I ran my first 100 Kilometer race (62 miles) on Saturday near Lawrence, KS.
The day was perfect and as far as I am concerned, I experienced pure victory! The race began at 7am with brisk temperatures (upper 30s). I just wore my short-sleeved t-shirt however and kept my hands warm by blowing hot air into them for the first 30 minutes. The race began and we followed the single track trail single file into the woods for a nearly 21-mile loop. After about an hour of “warming up” running, I began to pick up the pace to a run that I was pretty much able to sustain for the next 13 hours or so!
My running friend, Allen Smelser (north-east KS) ran with me the whole way, every step from beginning to end. We talked, joked, laughed, and learned about running the whole way. We completed the first loop in about 4 hours and 30 min. Half waythrough the second loop (the half way point) we started getting really excited about our great pace and were predicting finishing times. I thought aloud that if I’ve made it this far in this time that certainly I could break 16 hours. 18 hours was the cut-off time and I wasn’t even worried about that by this point.
I experienced my first low point somewhere between mile 31 and 35 where I just lacked energy and needed to down more calories to regain momentum. This began to make me question myself a bit and my ability to finish. But we kept going, pushed through this time and after no more than 20 minutes of this, it all came back! We finished the second loop in 4:40 and set off for the third round trip with a head lamp even though darkness was several hours away. I was consuming hourly electrolyte replacement capsules, lots of GU (energy gel) sometimes 1 – 2 per hour and other foods like boiled potatoes with salt, brownies (made by Allen’s wife Nancy), and pretzels. I also had consumed literally gallons of sports drink by this time in a water-bottle I carried with me. The heat wasn’t too much of a factor in mid-afternoon, maybe around 65, but the trees helped to keep us shaded a lot of the time.

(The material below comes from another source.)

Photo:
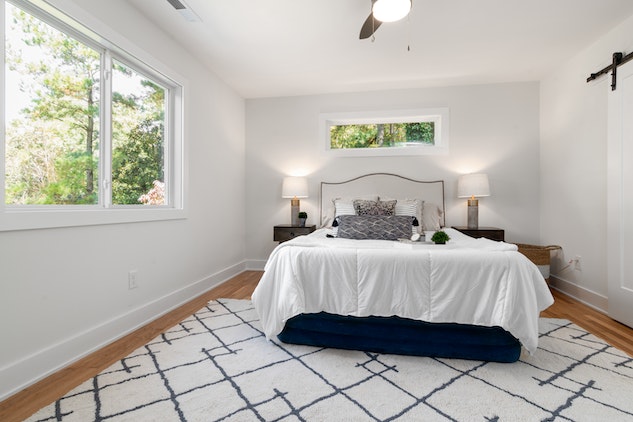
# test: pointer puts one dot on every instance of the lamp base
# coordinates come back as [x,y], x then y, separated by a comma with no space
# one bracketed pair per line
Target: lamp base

The third loop was the hardest, of course, but also the most exciting. The first half of the last loop passed so well that I figured that I had beat my previous 50 miles times by over an hour and a half – I couldn’t believe it! Between mile 40 and 50 we were still running great mile splits, often as fast as 11 minute miles. Remember that these trails are single-track technical trails with rocks, roots, mud, hills and constant twists and turns and switchbacks. About mile 55 or so a light rain fell and cooled us off but slicked up the rocks and trees. About this time we turned on our flashlights to help us to see and twilight. We arrived at the final aid station, about mile 58.5 in great spirits, turned on our headlamps as well, drank some Mt. Dew for the sugar and caffeine, and set out over the last little stretch with great confidence and excitement and eagerness to cross the finish line. Here is a link to what some of the trails looked like (but these were the good parts): http://www.ultrastory.com/photos.htm.

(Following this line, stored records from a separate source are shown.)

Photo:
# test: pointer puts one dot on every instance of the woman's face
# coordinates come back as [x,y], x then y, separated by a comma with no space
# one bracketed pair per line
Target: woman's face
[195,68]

As pitch blackness set in the course rendered us power-walkers (but as the end approached we found more and more occasion to run slowly, awkwardly, and painfully) due to the slick rocks and technical trail. Those last dark miles really seemed to drag on and on but finally we came out of the trail and had a 200 yard jog up a steep hill and then across a field where we ran (yes, definitely running at the end!) between two cones and that was it! The end of the ultra 62 mile run was so humbling it was hilarious. Literally the only guy there was the race director with a clip board and flash light. We crossed the line, very happy, and he said, “What’s your name and bib number?” This made me laugh. I remember lots of marathons with spectacular finish line celebrations and cheering crowds. We had gone twice and half times as far as a marathon and the only thing the guy at the end could say is, “What’s your name?” Anyway, Allen’s wife was asleep in the van nearby but had no clue when we would finish so didn’t know when to stand near the “finish line”. The third loop was only 5 hours and 20 minutes, which we were very pleased with how we only were 40 minutes slower which ends up at 2 minutes per mile off our pace of loop 2. I crossed the finish line in 14 hours and 28 minutes. I was so thrilled with that finish time!

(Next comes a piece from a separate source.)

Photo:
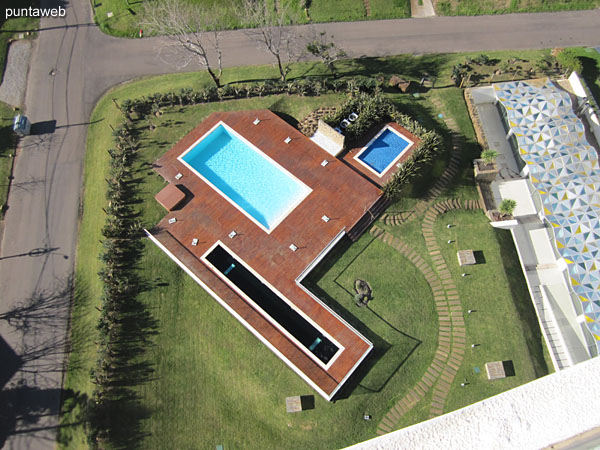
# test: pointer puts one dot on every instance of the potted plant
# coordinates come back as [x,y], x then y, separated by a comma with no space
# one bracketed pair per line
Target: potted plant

The prize for the race is a really cool belt buckle that I wore proudly all day Sunday. I’m not the belt-buckle type but I couldn’t help but wearing it. Someone at church on Sunday asked me “did it hurt?” The honest answer is that the worse pain was felt only after stopping at the end and sitting down in a chair for a few minutes when all the muscles begin to crap up and chills came over the body. Sunday and Monday I limped around a bit but slowly things healed. Tuesday I was able to go for a 3 mile run straight up and down a mountain here in Estes Park, CO. I feel fine!